How to auto scale Amazon DynamoDB throughput? - amazon-web-services

Amazon DynamoDB doesn’t provide inbuild capabilities to auto tune throughput based on Dynamic Load.
It provide API to increase or Decrease throughput. Customers are being charges hourly basis for provisioned read & write throughput.
What are the different ways to alter throughput of dynamodb and achieve cost saving benefits ?

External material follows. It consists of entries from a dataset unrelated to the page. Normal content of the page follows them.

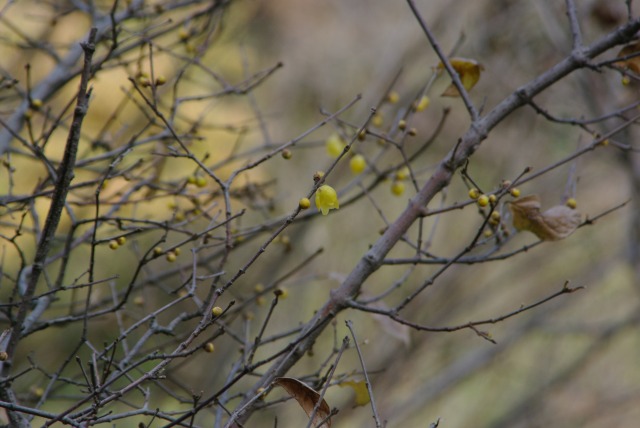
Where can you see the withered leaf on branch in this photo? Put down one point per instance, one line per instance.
(360, 388)
(552, 225)
(307, 398)
(469, 72)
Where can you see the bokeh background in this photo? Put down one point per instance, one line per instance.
(572, 362)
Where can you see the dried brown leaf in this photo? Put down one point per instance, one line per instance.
(307, 399)
(552, 225)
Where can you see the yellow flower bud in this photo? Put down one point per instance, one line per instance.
(397, 188)
(357, 164)
(326, 199)
(402, 173)
(334, 145)
(483, 200)
(304, 203)
(422, 104)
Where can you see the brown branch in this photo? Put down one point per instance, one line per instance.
(64, 177)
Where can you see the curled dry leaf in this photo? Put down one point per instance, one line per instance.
(307, 398)
(360, 388)
(552, 225)
(469, 72)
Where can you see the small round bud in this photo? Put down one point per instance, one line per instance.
(402, 173)
(397, 188)
(334, 145)
(304, 203)
(144, 81)
(36, 103)
(483, 200)
(422, 104)
(183, 35)
(201, 181)
(357, 164)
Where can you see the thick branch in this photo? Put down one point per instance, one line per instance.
(65, 175)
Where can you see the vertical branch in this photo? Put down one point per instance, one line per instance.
(64, 176)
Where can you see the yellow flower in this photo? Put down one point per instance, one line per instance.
(357, 164)
(335, 145)
(326, 199)
(469, 72)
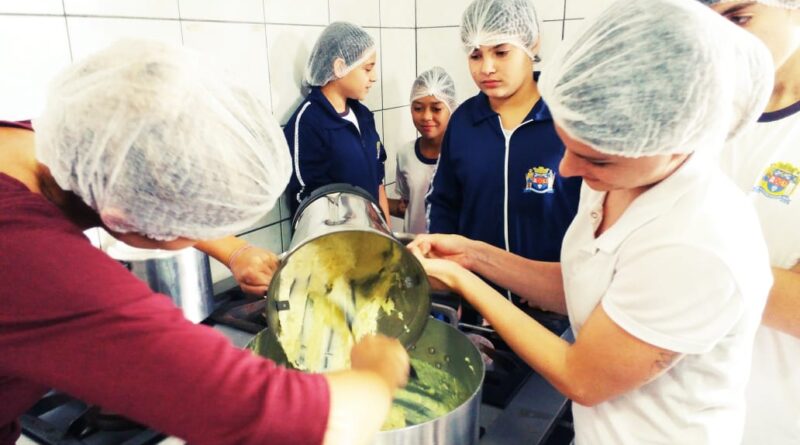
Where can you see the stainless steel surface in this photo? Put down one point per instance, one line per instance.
(532, 415)
(383, 267)
(443, 347)
(185, 277)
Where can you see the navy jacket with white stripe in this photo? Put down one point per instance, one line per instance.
(328, 149)
(511, 197)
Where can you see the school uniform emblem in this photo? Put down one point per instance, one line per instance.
(779, 182)
(539, 180)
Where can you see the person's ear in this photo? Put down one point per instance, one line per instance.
(535, 51)
(339, 68)
(115, 219)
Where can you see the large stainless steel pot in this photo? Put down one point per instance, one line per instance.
(183, 275)
(445, 347)
(339, 231)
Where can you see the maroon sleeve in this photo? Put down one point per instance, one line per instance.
(76, 320)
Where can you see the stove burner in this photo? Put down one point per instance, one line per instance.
(61, 419)
(241, 311)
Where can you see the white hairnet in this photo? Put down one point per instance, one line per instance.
(339, 40)
(652, 77)
(791, 4)
(494, 22)
(437, 83)
(161, 144)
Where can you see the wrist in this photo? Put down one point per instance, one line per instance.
(237, 253)
(475, 255)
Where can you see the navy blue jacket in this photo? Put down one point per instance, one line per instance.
(327, 149)
(511, 197)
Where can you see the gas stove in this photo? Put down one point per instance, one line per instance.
(518, 406)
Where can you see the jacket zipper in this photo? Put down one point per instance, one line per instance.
(505, 185)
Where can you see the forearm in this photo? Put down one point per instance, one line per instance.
(783, 306)
(360, 402)
(221, 249)
(396, 208)
(538, 347)
(384, 203)
(537, 281)
(605, 362)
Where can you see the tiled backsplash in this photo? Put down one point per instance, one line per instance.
(266, 44)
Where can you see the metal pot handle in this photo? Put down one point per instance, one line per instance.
(447, 311)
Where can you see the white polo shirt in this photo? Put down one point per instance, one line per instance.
(765, 162)
(413, 180)
(685, 269)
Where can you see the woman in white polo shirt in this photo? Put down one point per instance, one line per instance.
(663, 272)
(765, 162)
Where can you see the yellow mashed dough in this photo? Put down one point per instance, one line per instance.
(433, 394)
(346, 272)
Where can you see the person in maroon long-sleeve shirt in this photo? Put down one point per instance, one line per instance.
(143, 140)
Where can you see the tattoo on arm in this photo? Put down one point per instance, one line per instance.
(664, 361)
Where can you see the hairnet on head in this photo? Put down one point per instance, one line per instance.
(495, 22)
(161, 144)
(437, 83)
(790, 4)
(339, 40)
(651, 77)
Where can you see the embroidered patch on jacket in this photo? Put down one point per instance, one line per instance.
(539, 180)
(779, 182)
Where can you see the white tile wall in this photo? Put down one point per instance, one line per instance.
(265, 43)
(90, 34)
(374, 99)
(32, 7)
(301, 12)
(241, 48)
(398, 58)
(229, 10)
(360, 12)
(549, 9)
(440, 12)
(126, 8)
(32, 50)
(398, 13)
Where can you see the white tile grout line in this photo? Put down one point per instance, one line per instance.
(66, 26)
(180, 21)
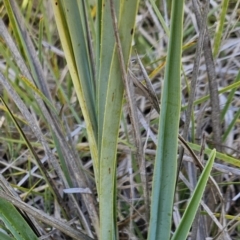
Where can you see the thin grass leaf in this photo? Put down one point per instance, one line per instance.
(219, 31)
(228, 159)
(110, 97)
(189, 214)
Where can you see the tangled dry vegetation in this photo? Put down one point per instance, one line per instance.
(19, 168)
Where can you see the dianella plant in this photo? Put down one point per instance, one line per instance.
(100, 45)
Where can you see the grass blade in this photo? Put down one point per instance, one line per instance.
(189, 214)
(165, 169)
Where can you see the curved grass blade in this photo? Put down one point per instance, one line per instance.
(189, 214)
(165, 168)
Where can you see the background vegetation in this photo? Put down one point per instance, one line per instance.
(93, 97)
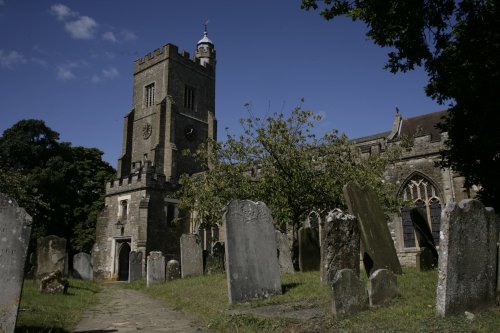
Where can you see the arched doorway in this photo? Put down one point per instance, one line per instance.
(123, 262)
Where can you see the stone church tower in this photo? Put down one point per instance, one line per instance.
(173, 109)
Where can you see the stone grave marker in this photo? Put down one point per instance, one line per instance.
(382, 287)
(155, 268)
(467, 258)
(15, 230)
(135, 266)
(340, 245)
(309, 250)
(348, 294)
(284, 255)
(252, 264)
(173, 270)
(51, 255)
(191, 256)
(379, 250)
(82, 266)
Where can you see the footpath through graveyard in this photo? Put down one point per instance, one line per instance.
(125, 310)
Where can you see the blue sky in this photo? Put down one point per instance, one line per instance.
(70, 63)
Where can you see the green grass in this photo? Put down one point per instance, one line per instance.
(205, 299)
(54, 313)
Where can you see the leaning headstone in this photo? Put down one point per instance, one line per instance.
(284, 256)
(173, 270)
(309, 253)
(467, 258)
(348, 294)
(191, 256)
(155, 268)
(15, 230)
(252, 264)
(51, 255)
(135, 266)
(340, 245)
(379, 250)
(382, 287)
(82, 266)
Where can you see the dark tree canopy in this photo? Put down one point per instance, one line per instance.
(458, 43)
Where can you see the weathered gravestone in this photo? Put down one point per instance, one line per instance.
(82, 266)
(340, 245)
(191, 256)
(284, 256)
(135, 266)
(382, 287)
(155, 268)
(309, 250)
(252, 264)
(467, 258)
(379, 251)
(15, 230)
(51, 255)
(348, 294)
(173, 270)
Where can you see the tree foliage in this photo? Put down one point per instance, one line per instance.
(458, 43)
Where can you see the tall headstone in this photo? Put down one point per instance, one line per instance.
(51, 255)
(467, 258)
(340, 245)
(252, 264)
(15, 230)
(191, 255)
(135, 266)
(155, 268)
(284, 255)
(309, 253)
(379, 250)
(348, 294)
(82, 266)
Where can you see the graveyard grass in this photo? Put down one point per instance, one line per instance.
(205, 299)
(54, 313)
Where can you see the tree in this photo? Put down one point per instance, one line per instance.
(457, 42)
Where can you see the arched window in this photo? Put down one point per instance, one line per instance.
(420, 190)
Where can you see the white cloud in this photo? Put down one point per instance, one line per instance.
(11, 59)
(82, 28)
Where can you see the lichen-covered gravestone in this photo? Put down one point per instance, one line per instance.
(51, 255)
(135, 266)
(467, 258)
(339, 245)
(379, 250)
(156, 268)
(191, 255)
(252, 264)
(82, 266)
(284, 256)
(15, 230)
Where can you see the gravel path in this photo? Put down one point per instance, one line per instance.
(124, 310)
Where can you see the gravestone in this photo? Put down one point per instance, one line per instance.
(348, 294)
(309, 253)
(379, 251)
(173, 270)
(51, 255)
(340, 245)
(82, 266)
(467, 258)
(284, 256)
(155, 268)
(252, 264)
(15, 230)
(135, 266)
(191, 256)
(382, 287)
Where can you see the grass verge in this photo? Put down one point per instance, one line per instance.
(54, 313)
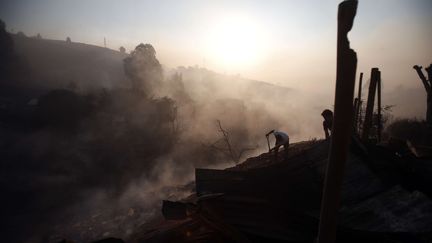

The answer from Chris is an accurate answer. Just to add a few points from prior experience using DynamoDB …
The situation with DynamoDB is different from EC2. The elastic compute service has an API supported directly as a web service by Amazon to allow you to program how to scale up or down according some logic such as how much demand exists. You program this by defining a monitoring threshold and automatically triggering creation or deletion of instances in a group.
Data servers do not work in the same way with triggers to adjust their capacity. But the capacity of DynamoDB is very flexible and may be controlled as Chris has pointed out. The API to provide this is good enough to make one off changes. Or equivalent manual changes from the console.
The different language bindings to program create and update actions with DynamoDB is here …
http://docs.aws.amazon.com/cli/latest/reference/dynamodb/index.html
The important operation to modify capacity is here …
http://docs.aws.amazon.com/cli/latest/reference/dynamodb/update-table.html
So this gives you the ability to make an increase or decrease in the ReadCapacityUnits or WriteCapacityUnits of ProvisionedThroughput.
Which is fine for a predicted or one-off change. But that is not the same thing as a flexibility tool to allow you to trigger the change automatically.
Programmatically, what you are most likely to want to do is to adjust capacity in response to change in utilization in the preceding time interval. In particular you may need to scale up rapidly in response to a surge in demand by defining an appropriate time slot and a lower and upper threshold to trigger.
A more complete solution to achieve this is described here …
https://aws.amazon.com/blogs/aws/auto-scale-dynamodb-with-dynamic-dynamodb/
The solution is maintained by Sebastian Dahlgren and may be found with all instructions at …
https://github.com/sebdah/dynamic-dynamodb
I see that the current release is 1.18.5 which is more recent than when I last used it.
Judging from earlier releases it is simple to configure by means of a dynamodb.conf properties style file …
Having provided credentials and region, the most crucial settings are
check-interval — to test throughput in seconds
min-provisioned-reads, max-provisioned-reads; reads-upper-threshold, reads-lower-threshold; increase-reads-with, decrease-reads-with — These are all percentages
min-provisioned-writes, max-provisioned-writes; writes-upper-threshold, writes-lower-threshold; increase-writes-with, decrease-writes-with — These are all percentages
Is this information up to date?
Well if you look at http://aws.amazon.com/new/ you will see just one additional recent change affecting DynamoDB which affects the documents stored. The entry for Dynamic DynamoDB is the last published entry dealing with scaling actions. So this is the best maintained DynamoDB automatic scaling capability at this time.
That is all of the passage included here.